With sheer determination and their own lives at stake, Loftberg and Harris completed building the clumsy windlass. All the two stranded men could do now was wait for rescue. While awaiting rescue, Loftberg thought that he safety tied himself to the barge. Harris, on the other hand tied a rope around himself with the other end tied to a barrel. Harris’ reasoning was that if the barge broke free, he could jump clear and only hope that the barrel got caught up on more rocks.

For numerous reasons, including the distance, the turbulence of the rapids and the proximity to the Horseshoe Falls, a rescue boat could not be utilized to rescue the two men.

The Niagara Falls Fire Department was the first to arrive at the Power Company Building and brought a small life saving gun. It was carried to the roof of the building and Chief A. H. Newman discharged the gun. The rope shot out towards the barge and spun out about 300 feet (91.4m) before falling into the river. A second attempt was made but had the same result. In the meantime an army truck arrived bearing five men from the Life Saving Station in Youngstown and their equipment which included, a larger gun and longer ropes. The truck made the 25 mile trip from Fort Niagara in 35 minutes.

When the men from the Life Saving Station arrived with a gun capable of firing a lifeline to the scow, they mounted their gun on the roof of the Toronto Power House. The first shot to the scow with a light weight rope was successful but shot over the barge. Loftberg and Harris grabbed the rope and began connecting it to the windlass. In the meantime, the rescuers tied a much heavier rope to the end of the first rope. Loftberg and Harris began the long struggle of winding the rope in from the power house to the scow. The weight of the heavy rope was being carried downriver by the force of the water and was threatening to dislodge the barge. At the time more than a hundred men were needed on shore to pull the rope to prevent this from happening.

After many hours of labor under terrifying conditions, Loftberg and Harris were able to bring the heavy rope aboard the barge and secure it to the windlass. By this time darkness had arrived.

With nightfall, huge searchlights were erected and trained on the scow and rescue rope. A breeches buoy (a chair like attachment) followed the line but became snarled half way across.

At 3 a.m. on Wednesday August 7th, Red Hill Sr. went out hand over hand along the rope as his body was tugged by the current of the rapids. Red Hill Sr. reached the tangled breech buoy and worked for hours until he was able to untangle it in order to allow the rescue.

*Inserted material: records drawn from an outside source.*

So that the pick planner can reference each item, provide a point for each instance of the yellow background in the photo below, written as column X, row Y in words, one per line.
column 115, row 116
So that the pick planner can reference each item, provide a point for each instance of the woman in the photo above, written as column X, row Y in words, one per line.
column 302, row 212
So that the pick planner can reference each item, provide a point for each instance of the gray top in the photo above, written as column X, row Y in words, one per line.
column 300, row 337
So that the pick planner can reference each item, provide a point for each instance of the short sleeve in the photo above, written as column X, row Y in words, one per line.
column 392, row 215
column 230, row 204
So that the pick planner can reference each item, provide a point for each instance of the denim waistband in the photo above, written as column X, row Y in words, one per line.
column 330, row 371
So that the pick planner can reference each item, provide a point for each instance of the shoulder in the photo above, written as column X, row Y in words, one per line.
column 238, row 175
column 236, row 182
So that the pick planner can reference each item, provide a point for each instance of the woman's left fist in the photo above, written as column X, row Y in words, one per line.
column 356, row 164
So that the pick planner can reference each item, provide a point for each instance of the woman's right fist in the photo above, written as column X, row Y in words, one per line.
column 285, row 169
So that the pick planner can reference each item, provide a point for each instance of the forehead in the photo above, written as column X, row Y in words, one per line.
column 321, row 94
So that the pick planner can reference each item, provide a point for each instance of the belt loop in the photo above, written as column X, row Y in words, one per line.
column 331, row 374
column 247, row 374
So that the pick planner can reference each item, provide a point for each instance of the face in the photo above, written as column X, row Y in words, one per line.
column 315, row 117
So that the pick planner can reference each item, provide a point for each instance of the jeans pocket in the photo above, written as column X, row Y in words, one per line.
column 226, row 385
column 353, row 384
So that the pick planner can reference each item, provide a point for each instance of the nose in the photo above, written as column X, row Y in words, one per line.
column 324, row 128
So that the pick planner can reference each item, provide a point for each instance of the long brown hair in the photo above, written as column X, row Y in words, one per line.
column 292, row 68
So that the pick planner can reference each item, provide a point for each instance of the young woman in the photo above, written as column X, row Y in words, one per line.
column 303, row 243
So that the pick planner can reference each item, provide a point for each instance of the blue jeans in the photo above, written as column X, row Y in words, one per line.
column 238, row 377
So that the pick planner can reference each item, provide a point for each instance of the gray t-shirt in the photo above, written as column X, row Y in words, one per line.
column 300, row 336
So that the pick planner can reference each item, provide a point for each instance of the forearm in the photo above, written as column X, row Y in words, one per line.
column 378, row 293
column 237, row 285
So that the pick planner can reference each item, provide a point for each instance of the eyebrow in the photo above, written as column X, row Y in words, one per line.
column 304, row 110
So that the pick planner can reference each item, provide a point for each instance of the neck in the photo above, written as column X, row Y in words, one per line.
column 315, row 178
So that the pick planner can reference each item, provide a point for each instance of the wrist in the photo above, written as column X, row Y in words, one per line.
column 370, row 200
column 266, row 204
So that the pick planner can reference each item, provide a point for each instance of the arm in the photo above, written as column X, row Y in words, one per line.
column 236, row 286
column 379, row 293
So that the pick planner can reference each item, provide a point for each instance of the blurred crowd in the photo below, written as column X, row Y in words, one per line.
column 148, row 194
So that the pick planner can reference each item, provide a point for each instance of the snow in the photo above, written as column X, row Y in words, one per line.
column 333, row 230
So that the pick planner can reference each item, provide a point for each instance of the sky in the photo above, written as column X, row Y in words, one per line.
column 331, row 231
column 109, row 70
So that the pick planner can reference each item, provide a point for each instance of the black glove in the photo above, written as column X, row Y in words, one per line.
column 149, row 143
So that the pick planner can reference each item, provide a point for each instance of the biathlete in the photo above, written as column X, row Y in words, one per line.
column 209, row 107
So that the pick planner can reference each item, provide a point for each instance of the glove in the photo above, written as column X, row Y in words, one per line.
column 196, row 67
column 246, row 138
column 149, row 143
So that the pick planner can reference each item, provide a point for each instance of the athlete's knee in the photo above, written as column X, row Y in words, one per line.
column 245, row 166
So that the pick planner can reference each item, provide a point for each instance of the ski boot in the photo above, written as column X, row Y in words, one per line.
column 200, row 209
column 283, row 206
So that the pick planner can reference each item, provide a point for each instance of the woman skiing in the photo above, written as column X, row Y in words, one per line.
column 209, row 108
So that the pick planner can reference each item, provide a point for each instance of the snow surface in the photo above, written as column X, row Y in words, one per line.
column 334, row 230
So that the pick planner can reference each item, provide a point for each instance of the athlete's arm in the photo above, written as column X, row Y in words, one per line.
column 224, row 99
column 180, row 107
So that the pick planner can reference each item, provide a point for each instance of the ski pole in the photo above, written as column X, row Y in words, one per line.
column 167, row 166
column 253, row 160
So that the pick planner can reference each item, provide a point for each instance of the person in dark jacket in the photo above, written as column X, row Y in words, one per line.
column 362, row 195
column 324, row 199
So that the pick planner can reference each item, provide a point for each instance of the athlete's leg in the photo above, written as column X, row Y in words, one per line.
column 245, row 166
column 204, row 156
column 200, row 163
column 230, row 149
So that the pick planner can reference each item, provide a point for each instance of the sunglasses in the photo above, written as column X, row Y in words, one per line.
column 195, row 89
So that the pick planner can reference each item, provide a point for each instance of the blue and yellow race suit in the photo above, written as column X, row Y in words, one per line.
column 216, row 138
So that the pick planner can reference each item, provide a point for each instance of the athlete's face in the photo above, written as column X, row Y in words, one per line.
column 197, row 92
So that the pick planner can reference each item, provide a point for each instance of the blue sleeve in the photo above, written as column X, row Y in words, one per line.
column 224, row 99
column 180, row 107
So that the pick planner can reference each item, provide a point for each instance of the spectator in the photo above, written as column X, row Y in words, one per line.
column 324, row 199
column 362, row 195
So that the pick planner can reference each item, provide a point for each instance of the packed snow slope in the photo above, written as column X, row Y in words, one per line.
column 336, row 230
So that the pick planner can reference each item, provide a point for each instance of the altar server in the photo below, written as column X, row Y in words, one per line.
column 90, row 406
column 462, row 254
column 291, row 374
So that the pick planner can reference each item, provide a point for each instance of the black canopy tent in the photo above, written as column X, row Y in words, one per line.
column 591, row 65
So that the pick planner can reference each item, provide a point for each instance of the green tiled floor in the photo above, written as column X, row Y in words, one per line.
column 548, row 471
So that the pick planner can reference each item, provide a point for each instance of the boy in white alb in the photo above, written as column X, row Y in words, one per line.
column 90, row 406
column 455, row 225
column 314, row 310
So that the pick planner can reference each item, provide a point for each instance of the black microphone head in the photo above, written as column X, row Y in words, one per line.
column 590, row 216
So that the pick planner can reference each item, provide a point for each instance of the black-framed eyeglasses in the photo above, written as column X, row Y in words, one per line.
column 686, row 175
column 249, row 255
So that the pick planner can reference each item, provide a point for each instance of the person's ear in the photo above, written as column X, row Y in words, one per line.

With the arrival of dawn, thousands of people crowded the shoreline watching this drama unfold. At 8:30 a.m., Red Hill journeyed out again. This time Hill got within 130 feet (40m) from the scow. Here he was able to talk to Loftberg and Harris. Hill discovered that one of the small coils of rope on the scow was wound around the big rope from the breeches-buoy, preventing the buoy from getting closer to the scow. Hill tried to shout directions to Loftberg and Harris but both had become so weak that they had difficulty untangling the rope. With Hill giving instructions and the persistence of both crew members, the rope was finally untangled. Hill returned to the roof of the Toronto Power House.

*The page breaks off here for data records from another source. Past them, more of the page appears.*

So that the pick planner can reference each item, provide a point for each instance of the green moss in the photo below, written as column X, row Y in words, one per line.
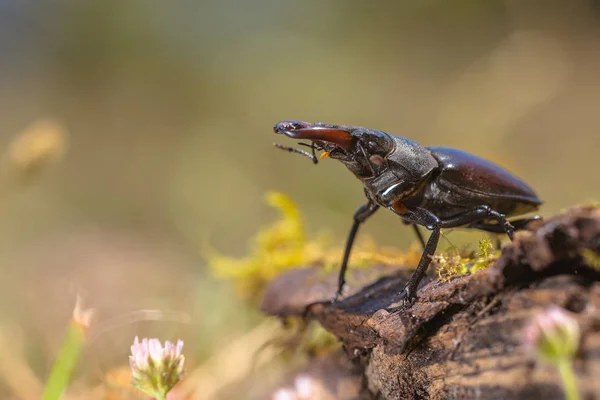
column 454, row 263
column 283, row 245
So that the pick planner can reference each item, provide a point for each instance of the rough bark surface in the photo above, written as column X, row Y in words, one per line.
column 461, row 339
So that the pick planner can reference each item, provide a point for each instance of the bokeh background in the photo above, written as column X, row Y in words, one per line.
column 166, row 111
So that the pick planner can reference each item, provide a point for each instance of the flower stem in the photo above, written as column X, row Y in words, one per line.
column 567, row 374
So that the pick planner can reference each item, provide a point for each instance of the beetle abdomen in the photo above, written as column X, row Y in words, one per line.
column 490, row 183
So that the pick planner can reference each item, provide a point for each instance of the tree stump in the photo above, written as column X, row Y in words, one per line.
column 462, row 339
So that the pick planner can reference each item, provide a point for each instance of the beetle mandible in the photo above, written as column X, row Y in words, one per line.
column 434, row 187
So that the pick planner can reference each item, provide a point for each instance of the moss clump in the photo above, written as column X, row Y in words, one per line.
column 454, row 263
column 284, row 245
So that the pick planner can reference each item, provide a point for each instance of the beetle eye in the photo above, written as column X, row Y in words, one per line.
column 376, row 159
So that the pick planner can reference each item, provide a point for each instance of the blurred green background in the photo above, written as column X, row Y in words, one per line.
column 169, row 108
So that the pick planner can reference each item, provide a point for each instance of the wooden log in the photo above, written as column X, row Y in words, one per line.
column 462, row 338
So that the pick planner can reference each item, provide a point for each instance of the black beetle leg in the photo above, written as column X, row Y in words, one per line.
column 417, row 232
column 360, row 216
column 419, row 235
column 423, row 217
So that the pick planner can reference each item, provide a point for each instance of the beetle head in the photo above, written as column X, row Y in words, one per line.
column 364, row 151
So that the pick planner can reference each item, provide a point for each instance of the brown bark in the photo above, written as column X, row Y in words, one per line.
column 461, row 339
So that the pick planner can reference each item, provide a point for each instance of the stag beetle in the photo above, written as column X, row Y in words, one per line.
column 435, row 187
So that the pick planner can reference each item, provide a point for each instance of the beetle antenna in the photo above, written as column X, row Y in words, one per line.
column 313, row 157
column 362, row 149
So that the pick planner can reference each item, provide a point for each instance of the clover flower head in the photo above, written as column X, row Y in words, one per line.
column 552, row 335
column 156, row 369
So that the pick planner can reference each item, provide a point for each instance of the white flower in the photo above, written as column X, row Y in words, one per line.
column 156, row 369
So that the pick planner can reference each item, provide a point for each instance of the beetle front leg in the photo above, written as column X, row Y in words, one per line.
column 360, row 216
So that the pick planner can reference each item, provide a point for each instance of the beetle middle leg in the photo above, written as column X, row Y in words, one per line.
column 432, row 222
column 360, row 216
column 417, row 232
column 518, row 225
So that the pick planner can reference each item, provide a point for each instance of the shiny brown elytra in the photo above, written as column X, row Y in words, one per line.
column 434, row 187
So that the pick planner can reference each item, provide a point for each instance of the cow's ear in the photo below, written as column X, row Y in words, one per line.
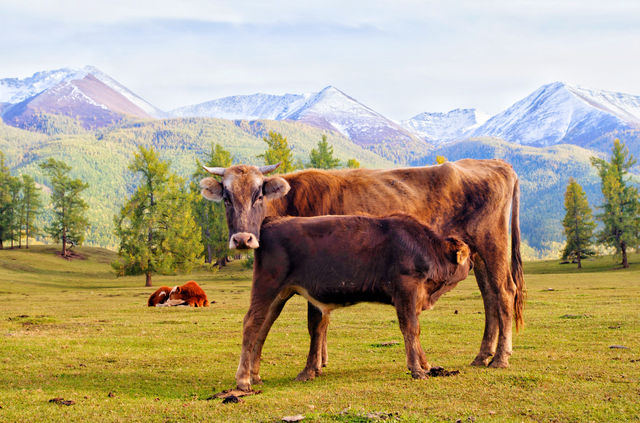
column 459, row 252
column 275, row 187
column 211, row 189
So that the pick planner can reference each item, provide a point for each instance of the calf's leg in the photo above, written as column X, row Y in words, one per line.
column 317, row 325
column 314, row 316
column 410, row 327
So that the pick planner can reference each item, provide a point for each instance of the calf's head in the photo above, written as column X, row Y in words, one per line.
column 460, row 255
column 244, row 190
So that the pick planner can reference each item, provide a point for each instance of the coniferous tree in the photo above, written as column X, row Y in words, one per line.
column 69, row 222
column 210, row 215
column 31, row 206
column 5, row 200
column 621, row 208
column 322, row 158
column 15, row 187
column 353, row 164
column 278, row 151
column 578, row 224
column 156, row 228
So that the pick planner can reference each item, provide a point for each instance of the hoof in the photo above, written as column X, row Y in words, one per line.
column 481, row 362
column 246, row 387
column 419, row 374
column 307, row 374
column 499, row 364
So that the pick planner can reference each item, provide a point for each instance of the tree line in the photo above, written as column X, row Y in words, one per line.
column 620, row 212
column 21, row 204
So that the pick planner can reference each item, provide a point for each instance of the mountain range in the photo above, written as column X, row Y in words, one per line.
column 88, row 119
column 556, row 113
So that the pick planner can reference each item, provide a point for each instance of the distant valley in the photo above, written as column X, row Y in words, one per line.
column 93, row 122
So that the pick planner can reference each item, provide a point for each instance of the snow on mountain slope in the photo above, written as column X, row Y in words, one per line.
column 86, row 94
column 440, row 128
column 245, row 107
column 329, row 109
column 558, row 113
column 15, row 90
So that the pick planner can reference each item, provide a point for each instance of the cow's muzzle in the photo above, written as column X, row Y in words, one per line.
column 243, row 241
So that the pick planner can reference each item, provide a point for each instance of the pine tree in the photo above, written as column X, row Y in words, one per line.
column 69, row 222
column 578, row 224
column 15, row 187
column 31, row 206
column 322, row 158
column 353, row 164
column 5, row 200
column 210, row 215
column 621, row 209
column 278, row 151
column 156, row 228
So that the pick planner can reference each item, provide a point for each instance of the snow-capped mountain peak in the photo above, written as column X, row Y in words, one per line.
column 559, row 113
column 439, row 128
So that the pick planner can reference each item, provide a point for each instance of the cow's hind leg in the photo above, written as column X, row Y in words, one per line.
column 491, row 329
column 410, row 327
column 274, row 311
column 318, row 323
column 500, row 283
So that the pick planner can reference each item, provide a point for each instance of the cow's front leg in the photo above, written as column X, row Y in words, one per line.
column 410, row 327
column 274, row 311
column 317, row 322
column 253, row 321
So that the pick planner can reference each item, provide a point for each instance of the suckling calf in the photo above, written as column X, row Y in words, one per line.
column 335, row 261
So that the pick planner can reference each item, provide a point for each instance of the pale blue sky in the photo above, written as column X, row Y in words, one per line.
column 399, row 57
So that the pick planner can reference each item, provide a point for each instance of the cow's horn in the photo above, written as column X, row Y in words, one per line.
column 214, row 170
column 269, row 168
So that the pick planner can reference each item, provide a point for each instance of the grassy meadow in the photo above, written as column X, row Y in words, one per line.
column 71, row 329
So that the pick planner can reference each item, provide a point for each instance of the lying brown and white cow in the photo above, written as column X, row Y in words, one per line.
column 335, row 261
column 474, row 200
column 190, row 295
column 159, row 297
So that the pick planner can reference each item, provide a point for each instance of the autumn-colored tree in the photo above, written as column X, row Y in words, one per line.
column 621, row 208
column 210, row 215
column 156, row 228
column 578, row 224
column 69, row 221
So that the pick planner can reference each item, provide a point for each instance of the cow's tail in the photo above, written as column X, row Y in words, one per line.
column 516, row 259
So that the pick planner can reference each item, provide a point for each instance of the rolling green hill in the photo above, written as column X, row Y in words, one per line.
column 101, row 158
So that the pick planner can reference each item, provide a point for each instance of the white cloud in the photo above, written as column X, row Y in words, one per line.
column 399, row 57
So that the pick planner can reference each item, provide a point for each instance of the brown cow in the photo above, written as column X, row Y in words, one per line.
column 470, row 199
column 190, row 294
column 335, row 261
column 160, row 296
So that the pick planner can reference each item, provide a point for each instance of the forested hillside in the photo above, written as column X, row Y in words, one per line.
column 100, row 158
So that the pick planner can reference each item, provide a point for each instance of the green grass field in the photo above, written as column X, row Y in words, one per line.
column 72, row 330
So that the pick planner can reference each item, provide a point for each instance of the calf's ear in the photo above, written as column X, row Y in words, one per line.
column 275, row 187
column 211, row 189
column 459, row 252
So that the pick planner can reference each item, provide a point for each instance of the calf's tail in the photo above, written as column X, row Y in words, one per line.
column 516, row 259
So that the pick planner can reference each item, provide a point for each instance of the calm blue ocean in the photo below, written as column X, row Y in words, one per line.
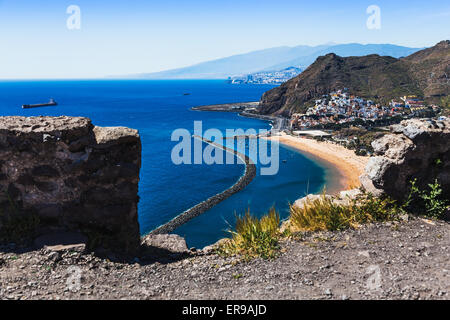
column 156, row 108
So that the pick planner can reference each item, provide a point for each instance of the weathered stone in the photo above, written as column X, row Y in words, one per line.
column 418, row 149
column 62, row 241
column 170, row 242
column 45, row 171
column 54, row 167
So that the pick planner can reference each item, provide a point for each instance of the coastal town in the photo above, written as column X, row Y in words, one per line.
column 268, row 77
column 342, row 107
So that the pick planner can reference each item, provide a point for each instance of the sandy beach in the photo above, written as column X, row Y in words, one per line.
column 348, row 166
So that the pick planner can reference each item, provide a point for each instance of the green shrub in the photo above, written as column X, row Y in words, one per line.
column 254, row 237
column 324, row 214
column 431, row 204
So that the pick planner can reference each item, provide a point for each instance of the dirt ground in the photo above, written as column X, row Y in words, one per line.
column 409, row 260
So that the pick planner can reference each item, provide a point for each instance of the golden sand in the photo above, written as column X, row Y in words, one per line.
column 347, row 163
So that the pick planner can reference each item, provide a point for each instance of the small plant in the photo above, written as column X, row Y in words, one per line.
column 431, row 203
column 325, row 214
column 254, row 237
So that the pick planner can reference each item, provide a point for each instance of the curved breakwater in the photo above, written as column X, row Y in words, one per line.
column 249, row 175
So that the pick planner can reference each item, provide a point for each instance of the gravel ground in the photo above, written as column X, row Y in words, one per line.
column 410, row 260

With Charles Possert and Thomas Darrington, both riggers from the Toronto Power Company working the lines, Hill was able to make his way to the stranded scow. Harris, suffering from hunger and exposure was the first removed from the scow to safety. Loftberg followed. It was 10 a.m. by the time Loftberg was brought safely to shore. William "Red" Hill Sr. was awarded a Carnegie Life Saving Medal for his heroic efforts. The crew of the scow had been rescued without any loss of life.